This blog is intended to go along with Population: An Introduction to Concepts and Issues, by John R. Weeks, published by Cengage Learning. The latest edition is the 12th (it came out in 2015), but this blog is meant to complement any edition of the book by showing the way in which demographic issues are regularly in the news.

If you are a user of my textbook and would like to suggest a blog post idea, please email me at: john.weeks@sdsu.edu

Tuesday, April 19, 2016

An Affordable or an Expensive City--Which Would You Choose?

One of the foundations of spatial demography is that your life is determined (yes, I said determined) by two key things: (1) who you are; and (2) where you are. The "who you are" is a combination of your sociodemographic characteristics and personality traits, whereas the "where you are" refers mainly to where you live. I discussed this recently in terms of mortality rates in the US, which differ, especially for the poor (the who you are), by where you live in the country. But in yesterday's Wall Street Journal, Laura Kusisto discusses the spatial divide in terms of affordable (expansive) compared to expensive (cannot expand) U.S. cities. 
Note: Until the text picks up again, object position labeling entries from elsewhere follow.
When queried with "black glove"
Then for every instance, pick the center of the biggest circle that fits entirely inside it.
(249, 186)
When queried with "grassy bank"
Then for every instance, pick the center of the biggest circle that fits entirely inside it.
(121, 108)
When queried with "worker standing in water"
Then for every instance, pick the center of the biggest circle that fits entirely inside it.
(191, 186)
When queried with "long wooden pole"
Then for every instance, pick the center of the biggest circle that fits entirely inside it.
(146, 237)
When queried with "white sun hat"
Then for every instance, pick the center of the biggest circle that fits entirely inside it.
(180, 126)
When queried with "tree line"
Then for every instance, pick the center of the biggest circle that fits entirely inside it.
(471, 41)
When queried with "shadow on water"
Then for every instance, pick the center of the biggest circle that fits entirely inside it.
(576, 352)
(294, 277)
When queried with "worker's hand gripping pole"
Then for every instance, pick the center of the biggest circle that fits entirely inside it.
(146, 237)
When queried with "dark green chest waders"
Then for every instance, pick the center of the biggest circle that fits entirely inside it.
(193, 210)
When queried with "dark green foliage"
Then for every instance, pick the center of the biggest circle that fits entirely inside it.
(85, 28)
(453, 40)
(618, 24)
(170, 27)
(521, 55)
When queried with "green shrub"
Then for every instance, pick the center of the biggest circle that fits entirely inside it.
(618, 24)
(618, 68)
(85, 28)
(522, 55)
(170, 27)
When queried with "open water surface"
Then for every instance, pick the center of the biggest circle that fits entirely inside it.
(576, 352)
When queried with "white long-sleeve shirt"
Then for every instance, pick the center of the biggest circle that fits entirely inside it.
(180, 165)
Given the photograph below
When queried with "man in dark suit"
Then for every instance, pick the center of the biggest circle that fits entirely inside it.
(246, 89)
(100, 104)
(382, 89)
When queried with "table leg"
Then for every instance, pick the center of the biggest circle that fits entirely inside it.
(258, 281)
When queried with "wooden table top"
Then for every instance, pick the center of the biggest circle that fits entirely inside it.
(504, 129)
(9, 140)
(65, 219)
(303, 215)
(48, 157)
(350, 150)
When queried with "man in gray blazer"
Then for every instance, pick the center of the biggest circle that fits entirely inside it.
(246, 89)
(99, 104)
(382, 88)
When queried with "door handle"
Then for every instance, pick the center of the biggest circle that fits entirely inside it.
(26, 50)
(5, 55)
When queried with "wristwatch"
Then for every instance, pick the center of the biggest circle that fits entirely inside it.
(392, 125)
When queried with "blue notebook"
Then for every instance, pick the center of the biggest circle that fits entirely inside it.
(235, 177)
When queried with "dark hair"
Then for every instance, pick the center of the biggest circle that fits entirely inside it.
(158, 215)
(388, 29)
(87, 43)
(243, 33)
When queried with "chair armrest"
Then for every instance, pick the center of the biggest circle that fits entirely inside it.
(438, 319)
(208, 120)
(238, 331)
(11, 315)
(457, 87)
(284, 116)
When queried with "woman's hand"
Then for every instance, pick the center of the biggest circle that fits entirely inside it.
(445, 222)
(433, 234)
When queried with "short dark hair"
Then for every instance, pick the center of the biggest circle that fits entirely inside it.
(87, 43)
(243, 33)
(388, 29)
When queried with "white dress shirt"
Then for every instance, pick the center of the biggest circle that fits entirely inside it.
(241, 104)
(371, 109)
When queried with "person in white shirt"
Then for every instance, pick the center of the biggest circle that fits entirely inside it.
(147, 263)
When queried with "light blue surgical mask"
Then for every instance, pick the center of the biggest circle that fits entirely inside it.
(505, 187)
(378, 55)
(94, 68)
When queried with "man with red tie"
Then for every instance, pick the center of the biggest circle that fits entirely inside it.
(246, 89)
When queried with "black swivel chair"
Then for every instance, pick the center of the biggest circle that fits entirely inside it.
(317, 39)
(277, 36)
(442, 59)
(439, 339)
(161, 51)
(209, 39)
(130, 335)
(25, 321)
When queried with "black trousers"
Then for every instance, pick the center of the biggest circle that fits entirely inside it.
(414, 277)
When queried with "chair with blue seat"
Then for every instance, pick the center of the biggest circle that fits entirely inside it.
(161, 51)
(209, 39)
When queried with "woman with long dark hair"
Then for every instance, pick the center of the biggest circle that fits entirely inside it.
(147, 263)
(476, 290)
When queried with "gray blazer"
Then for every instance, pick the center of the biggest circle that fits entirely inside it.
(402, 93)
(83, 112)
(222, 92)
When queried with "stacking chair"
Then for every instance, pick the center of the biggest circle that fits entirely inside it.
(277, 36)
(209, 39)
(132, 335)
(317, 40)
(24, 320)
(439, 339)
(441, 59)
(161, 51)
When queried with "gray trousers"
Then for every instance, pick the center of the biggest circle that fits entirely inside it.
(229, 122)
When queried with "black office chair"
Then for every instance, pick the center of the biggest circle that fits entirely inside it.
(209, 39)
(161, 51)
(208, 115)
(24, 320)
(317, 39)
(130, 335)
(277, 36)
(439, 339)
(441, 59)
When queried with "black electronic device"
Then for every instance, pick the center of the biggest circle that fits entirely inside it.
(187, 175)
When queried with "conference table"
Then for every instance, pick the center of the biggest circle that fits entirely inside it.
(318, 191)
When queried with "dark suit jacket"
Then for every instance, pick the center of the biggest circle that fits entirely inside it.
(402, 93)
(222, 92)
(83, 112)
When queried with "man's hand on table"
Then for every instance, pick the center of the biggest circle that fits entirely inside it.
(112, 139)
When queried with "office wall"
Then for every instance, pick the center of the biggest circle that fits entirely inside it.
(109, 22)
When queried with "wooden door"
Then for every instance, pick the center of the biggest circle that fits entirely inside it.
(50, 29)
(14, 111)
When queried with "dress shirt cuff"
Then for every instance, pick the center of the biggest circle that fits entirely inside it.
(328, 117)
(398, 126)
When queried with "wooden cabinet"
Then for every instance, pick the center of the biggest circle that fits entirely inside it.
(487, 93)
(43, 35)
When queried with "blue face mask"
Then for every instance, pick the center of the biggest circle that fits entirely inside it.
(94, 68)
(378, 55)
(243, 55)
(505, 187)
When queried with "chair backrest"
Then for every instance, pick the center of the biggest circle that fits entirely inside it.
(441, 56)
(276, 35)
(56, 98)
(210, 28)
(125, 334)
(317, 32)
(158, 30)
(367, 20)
Across the country, a divide is emerging between cities that are growing outward and remaining affordable and ones that are hemmed in by geography and onerous zoning codes and are becoming more and more expensive.
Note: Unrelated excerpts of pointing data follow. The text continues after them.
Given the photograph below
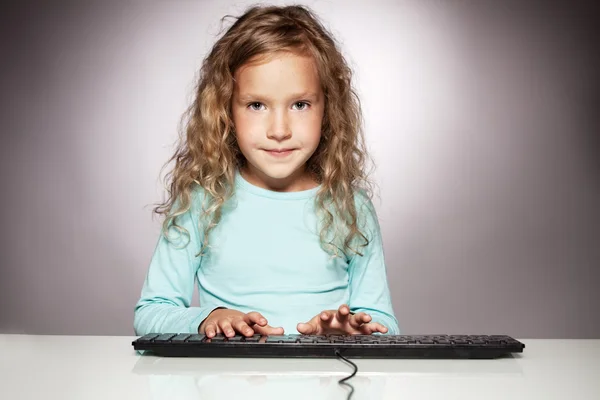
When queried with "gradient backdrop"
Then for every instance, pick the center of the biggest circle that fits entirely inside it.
(482, 117)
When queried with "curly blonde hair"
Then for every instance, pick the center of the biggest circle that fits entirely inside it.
(207, 152)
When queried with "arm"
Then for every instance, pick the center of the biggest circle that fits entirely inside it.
(369, 290)
(164, 305)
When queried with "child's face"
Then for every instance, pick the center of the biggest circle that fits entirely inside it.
(278, 105)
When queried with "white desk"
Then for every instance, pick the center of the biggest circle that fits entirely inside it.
(107, 368)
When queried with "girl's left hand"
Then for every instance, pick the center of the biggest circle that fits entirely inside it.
(340, 322)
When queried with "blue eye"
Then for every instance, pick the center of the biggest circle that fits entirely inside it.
(302, 105)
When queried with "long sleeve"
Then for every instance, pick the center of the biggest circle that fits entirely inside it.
(369, 290)
(164, 305)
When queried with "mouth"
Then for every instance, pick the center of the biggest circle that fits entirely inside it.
(279, 152)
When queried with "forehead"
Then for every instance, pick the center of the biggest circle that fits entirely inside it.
(279, 72)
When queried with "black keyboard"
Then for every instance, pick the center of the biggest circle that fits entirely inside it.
(355, 346)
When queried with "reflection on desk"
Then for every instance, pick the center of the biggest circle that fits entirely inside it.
(88, 367)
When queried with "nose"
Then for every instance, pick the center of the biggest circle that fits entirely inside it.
(279, 127)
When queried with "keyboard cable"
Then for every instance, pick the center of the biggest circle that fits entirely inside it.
(343, 380)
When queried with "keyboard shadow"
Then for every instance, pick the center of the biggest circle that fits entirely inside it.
(155, 365)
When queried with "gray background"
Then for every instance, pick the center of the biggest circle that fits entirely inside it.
(482, 119)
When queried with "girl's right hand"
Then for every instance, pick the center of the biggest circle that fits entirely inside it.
(229, 322)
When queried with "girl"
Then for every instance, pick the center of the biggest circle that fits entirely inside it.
(269, 206)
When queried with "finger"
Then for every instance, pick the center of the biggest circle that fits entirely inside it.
(326, 316)
(268, 330)
(343, 313)
(368, 329)
(255, 318)
(359, 319)
(307, 328)
(210, 329)
(226, 327)
(242, 327)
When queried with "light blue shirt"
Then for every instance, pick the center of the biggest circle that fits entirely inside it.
(264, 256)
As a whole, U.S. cities are expanding as rapidly as they have throughout the last half-century. From the 1950s until the 2000s they have added about 10,000 square miles per decade, or an area roughly the size of Massachusetts, according to research by Issi Romem, chief economist at real-estate site BuildZoom, to be released Monday. But beneath the surface a divide is deepening.
Thus, the very same person may live well or not so well depending upon the city of your choice (and, yes, we make that choice--few of us are compelled to live in a particular place).  Cities such as San Francisco are hemmed in geographically and so housing prices go up as demand goes up faster than the supply can increase. In Sunbelt cities of the New South, on the other hand, geographic expansion has meant that the supply of homes can keep better pace with demand and prices don't get out of hand.
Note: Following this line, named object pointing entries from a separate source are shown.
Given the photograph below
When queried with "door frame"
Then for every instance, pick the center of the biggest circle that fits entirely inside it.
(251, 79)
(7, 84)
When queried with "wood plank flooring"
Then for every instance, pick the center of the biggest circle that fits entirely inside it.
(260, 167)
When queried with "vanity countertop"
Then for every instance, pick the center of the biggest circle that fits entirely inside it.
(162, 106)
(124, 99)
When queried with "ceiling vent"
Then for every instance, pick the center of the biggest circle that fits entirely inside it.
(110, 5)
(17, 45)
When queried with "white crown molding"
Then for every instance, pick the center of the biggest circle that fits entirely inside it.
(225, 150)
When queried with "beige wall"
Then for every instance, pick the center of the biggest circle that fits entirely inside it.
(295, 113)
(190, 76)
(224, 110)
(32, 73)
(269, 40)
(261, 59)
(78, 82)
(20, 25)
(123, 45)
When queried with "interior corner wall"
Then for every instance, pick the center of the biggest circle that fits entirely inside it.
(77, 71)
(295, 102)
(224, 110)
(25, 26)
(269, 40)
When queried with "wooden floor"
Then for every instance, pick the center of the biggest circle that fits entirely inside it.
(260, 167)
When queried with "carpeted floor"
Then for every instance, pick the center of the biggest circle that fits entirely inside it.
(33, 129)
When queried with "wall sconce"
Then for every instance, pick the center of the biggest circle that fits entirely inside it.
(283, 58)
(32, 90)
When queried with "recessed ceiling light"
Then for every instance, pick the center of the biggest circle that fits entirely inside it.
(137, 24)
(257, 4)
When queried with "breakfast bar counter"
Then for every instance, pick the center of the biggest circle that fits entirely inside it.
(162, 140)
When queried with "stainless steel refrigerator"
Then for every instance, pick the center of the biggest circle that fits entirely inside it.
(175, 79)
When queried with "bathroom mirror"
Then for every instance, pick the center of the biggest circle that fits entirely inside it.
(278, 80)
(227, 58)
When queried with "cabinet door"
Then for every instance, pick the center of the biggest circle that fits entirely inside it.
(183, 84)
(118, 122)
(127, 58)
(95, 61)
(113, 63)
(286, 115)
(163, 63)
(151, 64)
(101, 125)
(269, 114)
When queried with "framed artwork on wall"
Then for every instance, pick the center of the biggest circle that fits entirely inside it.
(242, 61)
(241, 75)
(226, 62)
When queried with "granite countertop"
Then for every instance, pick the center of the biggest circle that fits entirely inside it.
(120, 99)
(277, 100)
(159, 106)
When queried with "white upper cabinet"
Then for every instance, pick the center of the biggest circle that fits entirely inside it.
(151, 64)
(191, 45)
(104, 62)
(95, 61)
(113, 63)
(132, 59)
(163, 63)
The developed residential area in Atlanta, for example, grew by 208% from 1980 to 2010 and real home values grew by 14%. In contrast, in the San Francisco-San Jose area, developed residential land grew by just 30%, while homes values grew by 188%.
Now, as the article notes, this seems like a clarion call for suburban sprawl--spread out and keep housing prices low. Is that sustainable? Is that what we want? It probably is what some people want, and not what others want. The discussion about affordability of housing and sustainability of urban life needs to be nuanced enough to account for a variety of lifestyle preferences. Keep in mind that another aspect of inequality in America (not discussed in this article) is that many people in the Rust Belt who have lost their jobs prefer not to move somewhere else where they might find a job. That's another example of the interaction of who you are and where you are.